A group in India is set to build the country’s first online database of human trafficking cases to track trends, cases and areas of the crime.
Human trafficking is an issue in India that is yet to be tackled in addition to cross border trafficking across various neighbouring countries. However, as a source, destination as well as a point of transit for adults and children, India is increasingly becoming a hotspot. Though there are laws in the country addressing the problem, groups and activists report that not enough is done to implement these laws and the nexus of traffickers with local authorities is strong, as India has been reported as the country with the most number of people living as modern slaves in the world. However, there are numerous organisations that are taking efforts in the country to crack down on human trafficking, by making changes in access and storage of information on criminals.
Shakti Vahini, an anti-trafficking organisation based in the national capital city of New Delhi, which works in coordination with law enforcement agencies such as Anti Human Trafficking Units (AHTU), has been reported as building India’s first online database of human trafficking cases. With this database, the organisation is hoping to address the massive information gap that currently exists in the country and come to aid of enforcers.
“This is important as it comes at a time when the government is framing new legislation on human trafficking and there is a lot of conversation about tackling the crime,” said Ravi Kant, founder of anti-trafficking charity Shakti Vahini.

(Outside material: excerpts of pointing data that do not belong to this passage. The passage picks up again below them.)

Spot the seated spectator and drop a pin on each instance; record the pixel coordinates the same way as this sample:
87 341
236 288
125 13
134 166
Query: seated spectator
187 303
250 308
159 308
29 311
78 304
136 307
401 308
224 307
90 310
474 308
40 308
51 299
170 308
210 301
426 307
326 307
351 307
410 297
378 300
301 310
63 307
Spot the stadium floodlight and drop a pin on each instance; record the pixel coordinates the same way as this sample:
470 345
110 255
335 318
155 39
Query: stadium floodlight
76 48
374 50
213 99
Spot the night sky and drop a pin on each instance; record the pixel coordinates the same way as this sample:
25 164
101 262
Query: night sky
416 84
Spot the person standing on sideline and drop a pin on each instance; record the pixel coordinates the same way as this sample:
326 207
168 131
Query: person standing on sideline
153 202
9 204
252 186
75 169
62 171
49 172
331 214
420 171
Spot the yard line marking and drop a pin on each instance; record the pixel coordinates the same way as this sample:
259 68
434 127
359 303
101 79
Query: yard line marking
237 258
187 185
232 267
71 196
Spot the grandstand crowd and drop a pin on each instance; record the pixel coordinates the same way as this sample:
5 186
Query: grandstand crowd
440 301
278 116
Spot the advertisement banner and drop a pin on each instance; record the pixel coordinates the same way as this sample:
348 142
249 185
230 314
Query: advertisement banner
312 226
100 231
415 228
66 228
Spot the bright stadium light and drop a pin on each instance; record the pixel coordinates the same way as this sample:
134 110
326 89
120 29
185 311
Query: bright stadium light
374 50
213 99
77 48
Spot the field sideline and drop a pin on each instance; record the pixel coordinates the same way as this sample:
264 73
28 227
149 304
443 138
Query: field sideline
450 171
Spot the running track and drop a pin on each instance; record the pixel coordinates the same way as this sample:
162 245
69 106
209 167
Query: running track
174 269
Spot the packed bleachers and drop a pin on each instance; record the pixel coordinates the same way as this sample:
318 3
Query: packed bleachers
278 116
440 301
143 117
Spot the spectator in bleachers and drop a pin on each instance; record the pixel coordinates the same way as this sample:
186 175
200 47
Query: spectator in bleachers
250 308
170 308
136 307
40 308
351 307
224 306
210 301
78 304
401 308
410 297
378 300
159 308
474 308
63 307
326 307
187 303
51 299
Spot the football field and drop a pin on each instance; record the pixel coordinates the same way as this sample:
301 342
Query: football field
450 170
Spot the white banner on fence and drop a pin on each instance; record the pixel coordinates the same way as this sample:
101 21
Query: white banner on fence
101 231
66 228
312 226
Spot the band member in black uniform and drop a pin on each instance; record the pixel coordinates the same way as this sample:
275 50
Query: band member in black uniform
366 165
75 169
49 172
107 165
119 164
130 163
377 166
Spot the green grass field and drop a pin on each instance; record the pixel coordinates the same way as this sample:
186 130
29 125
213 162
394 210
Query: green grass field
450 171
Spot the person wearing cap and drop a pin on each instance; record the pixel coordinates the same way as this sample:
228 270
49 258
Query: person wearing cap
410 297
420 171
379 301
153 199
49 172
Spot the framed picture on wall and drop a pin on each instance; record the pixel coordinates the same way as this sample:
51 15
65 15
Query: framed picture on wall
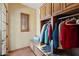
24 22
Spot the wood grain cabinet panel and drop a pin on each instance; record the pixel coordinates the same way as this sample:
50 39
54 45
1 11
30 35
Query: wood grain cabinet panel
48 10
70 6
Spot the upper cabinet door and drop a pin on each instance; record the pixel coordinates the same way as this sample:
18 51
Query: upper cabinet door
70 6
57 8
43 12
48 10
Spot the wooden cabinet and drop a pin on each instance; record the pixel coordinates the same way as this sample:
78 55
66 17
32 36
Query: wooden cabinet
70 6
48 10
56 8
42 12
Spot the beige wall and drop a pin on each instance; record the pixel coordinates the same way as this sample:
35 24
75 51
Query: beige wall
20 39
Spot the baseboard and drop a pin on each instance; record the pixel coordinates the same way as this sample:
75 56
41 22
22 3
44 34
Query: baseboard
18 49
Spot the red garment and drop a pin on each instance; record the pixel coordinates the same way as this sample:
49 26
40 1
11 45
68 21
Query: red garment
49 32
69 36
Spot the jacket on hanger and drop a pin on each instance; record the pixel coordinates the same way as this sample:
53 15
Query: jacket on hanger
69 36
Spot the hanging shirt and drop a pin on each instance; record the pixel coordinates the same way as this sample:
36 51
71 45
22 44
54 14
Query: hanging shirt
42 35
70 36
46 37
55 37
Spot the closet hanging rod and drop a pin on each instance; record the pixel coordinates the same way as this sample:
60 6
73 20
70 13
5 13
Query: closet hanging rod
69 16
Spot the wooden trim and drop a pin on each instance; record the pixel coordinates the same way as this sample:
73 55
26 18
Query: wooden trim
27 29
18 49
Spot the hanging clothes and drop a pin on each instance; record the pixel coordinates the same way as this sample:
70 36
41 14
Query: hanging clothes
69 35
42 35
60 25
55 37
49 32
46 37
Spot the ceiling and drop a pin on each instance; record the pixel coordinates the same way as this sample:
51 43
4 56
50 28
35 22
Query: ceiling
33 5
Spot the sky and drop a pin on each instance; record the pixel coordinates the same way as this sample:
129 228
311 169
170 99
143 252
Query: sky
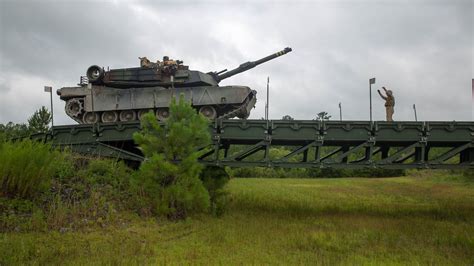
420 49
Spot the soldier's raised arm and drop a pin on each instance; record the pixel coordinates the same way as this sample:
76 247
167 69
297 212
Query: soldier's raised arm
381 95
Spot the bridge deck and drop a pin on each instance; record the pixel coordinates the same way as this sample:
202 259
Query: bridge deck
339 144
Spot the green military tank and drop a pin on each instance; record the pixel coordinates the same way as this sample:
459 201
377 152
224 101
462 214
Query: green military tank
126 94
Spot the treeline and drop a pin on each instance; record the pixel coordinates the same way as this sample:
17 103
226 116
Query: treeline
42 188
37 123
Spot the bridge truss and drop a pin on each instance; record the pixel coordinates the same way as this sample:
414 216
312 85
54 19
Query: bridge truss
300 143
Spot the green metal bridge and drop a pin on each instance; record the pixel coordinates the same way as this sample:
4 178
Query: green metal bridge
309 143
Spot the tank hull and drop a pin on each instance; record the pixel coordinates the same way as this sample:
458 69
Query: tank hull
95 103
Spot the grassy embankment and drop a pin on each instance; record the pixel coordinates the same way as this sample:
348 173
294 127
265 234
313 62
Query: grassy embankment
421 219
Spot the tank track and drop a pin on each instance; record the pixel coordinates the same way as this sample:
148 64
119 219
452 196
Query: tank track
239 112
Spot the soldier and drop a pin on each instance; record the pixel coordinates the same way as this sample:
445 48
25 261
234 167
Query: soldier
389 103
169 66
144 62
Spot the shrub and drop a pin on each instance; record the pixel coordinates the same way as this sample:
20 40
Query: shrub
27 167
168 181
214 179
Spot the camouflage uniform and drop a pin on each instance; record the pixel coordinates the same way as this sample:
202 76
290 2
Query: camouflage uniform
389 103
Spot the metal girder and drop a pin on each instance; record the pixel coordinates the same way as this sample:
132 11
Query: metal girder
338 144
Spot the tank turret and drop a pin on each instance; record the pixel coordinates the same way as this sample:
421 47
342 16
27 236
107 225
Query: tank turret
128 93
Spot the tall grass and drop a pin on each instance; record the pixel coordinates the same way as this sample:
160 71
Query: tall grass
26 168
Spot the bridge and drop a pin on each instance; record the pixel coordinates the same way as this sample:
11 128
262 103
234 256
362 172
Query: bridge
309 143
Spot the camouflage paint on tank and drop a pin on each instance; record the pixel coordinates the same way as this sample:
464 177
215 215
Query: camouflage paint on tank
124 94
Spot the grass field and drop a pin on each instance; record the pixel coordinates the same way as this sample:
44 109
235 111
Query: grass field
420 219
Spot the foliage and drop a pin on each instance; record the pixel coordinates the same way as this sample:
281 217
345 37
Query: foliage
12 130
40 120
168 180
390 221
27 167
214 179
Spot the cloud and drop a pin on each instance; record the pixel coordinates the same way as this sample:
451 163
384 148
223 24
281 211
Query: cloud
420 49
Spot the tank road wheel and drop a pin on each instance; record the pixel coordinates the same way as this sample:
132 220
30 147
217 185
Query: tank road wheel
162 114
90 118
109 117
208 111
141 113
74 107
128 115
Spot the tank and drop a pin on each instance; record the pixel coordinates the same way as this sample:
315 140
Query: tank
126 94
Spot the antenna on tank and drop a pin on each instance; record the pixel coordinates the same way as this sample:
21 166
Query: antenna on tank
268 95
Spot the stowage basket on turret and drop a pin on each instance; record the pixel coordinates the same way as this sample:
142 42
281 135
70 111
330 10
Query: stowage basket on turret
126 94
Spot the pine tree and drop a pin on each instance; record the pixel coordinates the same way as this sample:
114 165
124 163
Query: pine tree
170 173
39 121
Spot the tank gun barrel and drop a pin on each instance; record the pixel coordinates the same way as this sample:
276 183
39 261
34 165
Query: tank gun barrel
248 65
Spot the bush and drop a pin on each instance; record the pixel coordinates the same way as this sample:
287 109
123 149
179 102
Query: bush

With presence in crucial states that are sources and spots for trafficking, such as Bihar, West Bengal, Chhattisgarh and Jharkhand, the organisation hopes to bring a change in the status quo with this first of its kind digitisation initiative. The organisation has aid from the Texas Christian University (TCU) for the technology to be used, and its political science department will help along with a team of researchers to go over hundreds of records from more than 600 district courts for trafficking cases to log them. This is to help identify patterns, trends and thereby find future solutions.
Need for intervention
Human trafficking for purposes of forced labour and more commonly sexual exploitation is an issue that cannot be taken lightly, whether in India or globally. According to the Global Slavery Index, 2016, by the Walk Free Foundation, 46 million people are enslaved worldwide, with more than 18 million of them living in India. Government data shows that in 2016, there has been a rise of 25 pc in terms of victims of human trafficking who are women and children.

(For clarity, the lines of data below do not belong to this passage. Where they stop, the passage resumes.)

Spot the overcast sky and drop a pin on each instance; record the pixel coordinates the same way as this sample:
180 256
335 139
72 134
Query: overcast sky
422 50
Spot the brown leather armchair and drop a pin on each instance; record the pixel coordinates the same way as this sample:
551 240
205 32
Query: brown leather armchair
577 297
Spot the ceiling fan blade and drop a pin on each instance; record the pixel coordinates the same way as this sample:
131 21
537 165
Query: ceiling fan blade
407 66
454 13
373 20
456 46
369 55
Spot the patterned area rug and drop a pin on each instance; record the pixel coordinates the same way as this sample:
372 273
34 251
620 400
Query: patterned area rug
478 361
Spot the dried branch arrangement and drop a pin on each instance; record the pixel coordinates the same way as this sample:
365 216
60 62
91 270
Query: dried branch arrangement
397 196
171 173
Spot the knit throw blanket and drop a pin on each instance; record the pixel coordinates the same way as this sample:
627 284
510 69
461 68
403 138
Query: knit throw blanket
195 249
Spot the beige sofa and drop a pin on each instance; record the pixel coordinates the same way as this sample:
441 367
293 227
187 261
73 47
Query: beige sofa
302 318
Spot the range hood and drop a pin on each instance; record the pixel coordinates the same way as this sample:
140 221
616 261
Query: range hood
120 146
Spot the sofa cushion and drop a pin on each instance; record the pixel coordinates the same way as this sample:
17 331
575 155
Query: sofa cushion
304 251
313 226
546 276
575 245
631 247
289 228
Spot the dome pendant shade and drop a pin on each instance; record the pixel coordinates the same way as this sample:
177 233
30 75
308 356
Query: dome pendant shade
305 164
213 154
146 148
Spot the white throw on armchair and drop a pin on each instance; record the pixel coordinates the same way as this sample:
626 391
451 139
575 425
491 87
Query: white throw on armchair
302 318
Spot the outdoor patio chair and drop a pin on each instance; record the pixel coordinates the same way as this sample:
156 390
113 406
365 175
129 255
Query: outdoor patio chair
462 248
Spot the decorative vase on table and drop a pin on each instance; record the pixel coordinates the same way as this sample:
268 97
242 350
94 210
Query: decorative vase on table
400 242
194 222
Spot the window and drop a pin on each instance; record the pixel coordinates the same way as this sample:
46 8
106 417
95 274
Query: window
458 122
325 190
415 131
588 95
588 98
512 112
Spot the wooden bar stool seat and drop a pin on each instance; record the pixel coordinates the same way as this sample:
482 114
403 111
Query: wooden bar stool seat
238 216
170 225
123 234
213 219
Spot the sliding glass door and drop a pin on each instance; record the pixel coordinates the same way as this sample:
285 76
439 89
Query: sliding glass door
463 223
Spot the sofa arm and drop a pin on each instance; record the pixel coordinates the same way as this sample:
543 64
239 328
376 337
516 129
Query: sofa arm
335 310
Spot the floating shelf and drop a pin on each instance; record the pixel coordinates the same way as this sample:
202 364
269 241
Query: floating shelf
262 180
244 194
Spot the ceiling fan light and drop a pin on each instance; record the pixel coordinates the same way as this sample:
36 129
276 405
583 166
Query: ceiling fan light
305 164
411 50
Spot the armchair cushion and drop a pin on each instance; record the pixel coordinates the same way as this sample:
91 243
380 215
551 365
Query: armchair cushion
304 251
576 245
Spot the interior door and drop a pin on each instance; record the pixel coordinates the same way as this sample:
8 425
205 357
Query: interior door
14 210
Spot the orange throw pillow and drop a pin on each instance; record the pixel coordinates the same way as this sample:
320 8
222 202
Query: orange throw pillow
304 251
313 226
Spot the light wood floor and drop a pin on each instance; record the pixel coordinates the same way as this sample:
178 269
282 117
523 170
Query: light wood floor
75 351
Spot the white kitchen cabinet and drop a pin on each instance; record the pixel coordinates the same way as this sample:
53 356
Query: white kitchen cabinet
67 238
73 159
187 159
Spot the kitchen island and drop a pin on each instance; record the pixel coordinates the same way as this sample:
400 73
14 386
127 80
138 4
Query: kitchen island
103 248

With these large numbers in hand, steps towards addressing the growing problem must be taken. Even though India has a number of laws addressing the specific phenomenon of trafficking, including bilateral treaties with Bangladesh to keep a check on cross border trafficking, the efforts need to be taken to convert human trafficking an international burning issue, South Asia and other parts of the continent being the most troubled zone as case studies.